Wednesday, January 09, 2008

massage etiquette

there are so many different ways i am able to spell 'awkward' in my life. there simply isnt enough time in the day for me to write or for you to read all the creative ways i have found to experience the glorious and sickening heights of discomfort. there was the time i was getting a massage at a spa with mr. hands all over me to the point where every part of me thought i should say something, but i, drowning in my bone dry well of assertiveness, could not for the life of me muster any words. instead i endured rather than enjoyed the latter part of my massage and didnt tip as generously. i know some people who would have said something, quit the 'relaxing' experience, demanded a refund and spread a few rumors, but im not that girl. not that i dont want to be, its just that im not. i seem to possess zero assertiveness until im highly irritated and its then that i boldly skip assertive and head straight to raging biatch. how i wish it werent so, but thats actually not what this post is about...


rather, im wondering when you are getting a manicure or pedicure (as i was today) and hard working cosmetologist is actively massaging those hands and feet, what do you say? do you say nothing and not let her know this is actually the best part of the whole shabang or do you encourage with some degree of verbal feedback? i feel weird even maintaining eye contact and yet i dont want to appear disinterested or lackadaisical (after all the painted pigs and fingers are simply bonus to the relaxing rub down), but its just a bit awkward during those moments when a total stranger is working hard at making you feel good and all the things that you could say somehow within this encounter with a stranger all sound just a little bit inappropriate. so, let me know...how can i keep the best part of the service going without feeling totally weirded out? or worse, being the source of a discussion around a mat of kimchee during break...

Tuesday, January 01, 2008

s.k.i. #4


okay, she's cute. she's ours and generally speaking in spite of the rapidly approaching milestone of 2, we will keep her a bit longer (being this close to potty training, we arent ready to give her back after our hard work is just beginning to pay off), but this little one
is the cause of our most recent strange korean incident.

i will start by saying this little country of south korea (i only mention 'south' because a disturbing number of you have in fact asked me to clarify that more than a few times) is a very hospitable place, especially compared to our not so neighborly counterparts in north korea. really the only things thus far driving me crazy here are the smell (seriously, we could really use a downpour of febreeze) and the fact there is no word used for 'excuse me' as in 'pardon me, you are in my way'. the alternative is a lot of pushing, leaning, shoving, inadvertent molesting...you get the idea. one of the things i do love most about this country is they LOVE children, particularly american children, especially the blond variety. ive heard various reasons for the love affair from it 'being considered good luck in their culture to touch the head of a blond kid' to 'they just dont see very many' and the list goes on and on. i have yet to confirm the source of the admiration, but i have seen the proof. it is what i believe kept the nice korean woman lucky enough to be in the seat in front of georgia on the short 15 hour flight over here from tossing the peach out an exit door mid flight.

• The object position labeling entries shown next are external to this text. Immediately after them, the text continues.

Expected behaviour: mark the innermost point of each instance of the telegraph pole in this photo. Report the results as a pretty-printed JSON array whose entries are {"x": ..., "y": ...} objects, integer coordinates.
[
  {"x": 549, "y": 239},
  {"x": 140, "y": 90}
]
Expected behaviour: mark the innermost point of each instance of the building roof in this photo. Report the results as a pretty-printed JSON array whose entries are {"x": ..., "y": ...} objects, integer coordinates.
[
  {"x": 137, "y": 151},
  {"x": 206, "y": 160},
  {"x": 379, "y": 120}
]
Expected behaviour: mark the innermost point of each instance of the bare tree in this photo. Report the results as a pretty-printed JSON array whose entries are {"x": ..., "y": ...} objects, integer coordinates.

and while it is flattering, really, it is being the one who makes up half of those super cute genes, it is taking just a wee bit of self control to not offer some purell to the masses of toucherbys. seriously, speak to her, glance at her, touch her hand if you must, but the grabbing and kissing has got to stop. we went up to seoul this weekend for a family day in insadong (a really great art district we were told about from a friend) and while it was awesome getting out of our fishbowl known as songtan, it did not come without a few hiccups. namely the fact that we were stopped every 3-5 FEET for pictures, well wishes and of course lots and lots of touching. georgia was in a great mood and more than willing to wow the masses with her limited korean as she said hello and thank you and brought smiles to all around. but seriously...i kept wanting to let them know we werent the nannies in possession of baby jolie-pitt, this was in fact our own home made peach who while in fact is blond and has brought us a great deal of joy (and sleepless nights, but who is asking), she is no buddha and will not be bringing good luck to any of you...therefore, no need to keep touching.

i was very proud of myself in that i didnt pull out the hand sanitizer or give the 'leave me alone look' and i didnt start charging for pictures. instead pat and i continued to stop, have georgia jump through her 2 korean words tricks, smile and move on...at a snails pace. it didnt take long before we decided to head to the only milestone we know is universal and easy to pronounce for a taxi...mcdonalds in seoul. there, our little abduction waiting to happen sprinted between tables full of strangers trying to grab and talk to her. not surprisingly, it was the only place we saw any westerners and that was only a table of 3 that gk had no interest in. so, maybe our little one is somewhat of a novelty here, not as novel as a white dragon, but rare nonetheless. we waited there for over an hour trying to keep the peach entertained and in our possession for a cab that never showed before hitting the streets again to chase down (nothing like manhattan where you wave down, here chasing down is the preferred way to indicate youd like a ride) another taxi.

i have found that the language barrier is 80% comical and 20% frustrating for us. im guessing the cab driver who thought we meant yongsan train station when we said 'yongsan station' instead of 'yongsan army station' and as a result drove the opposite direction of where we needed to go and had to spend an unusually long time with 2 americans and one very tired and fussy toddler (he clearly didnt get the white dragon novelty thing) has an 80% frustrating, 10% annoying and 10% infuriating ratio of the language barrier. he stopped at the wrong place and when we refused to get out (did i mention an hour in a nasty mcdonalds and chasing of cabs) he threw his hands in the air and began communicating very effectively for not a single word in english that he was not happy with us. really?? we arent tickled either. our good luck charm is car seat less in the back of your crazy ass cab currently melting down while her caretakers are hungry, have to pee and just want someplace semi sanitary to accomplish both. we offered a half hearted apology (how can it really be sincere when you dont even have the right word?) and said 'army' slowly as if maybe he just didnt understand our pronunciation of the word as opposed to the entire meaning of the word.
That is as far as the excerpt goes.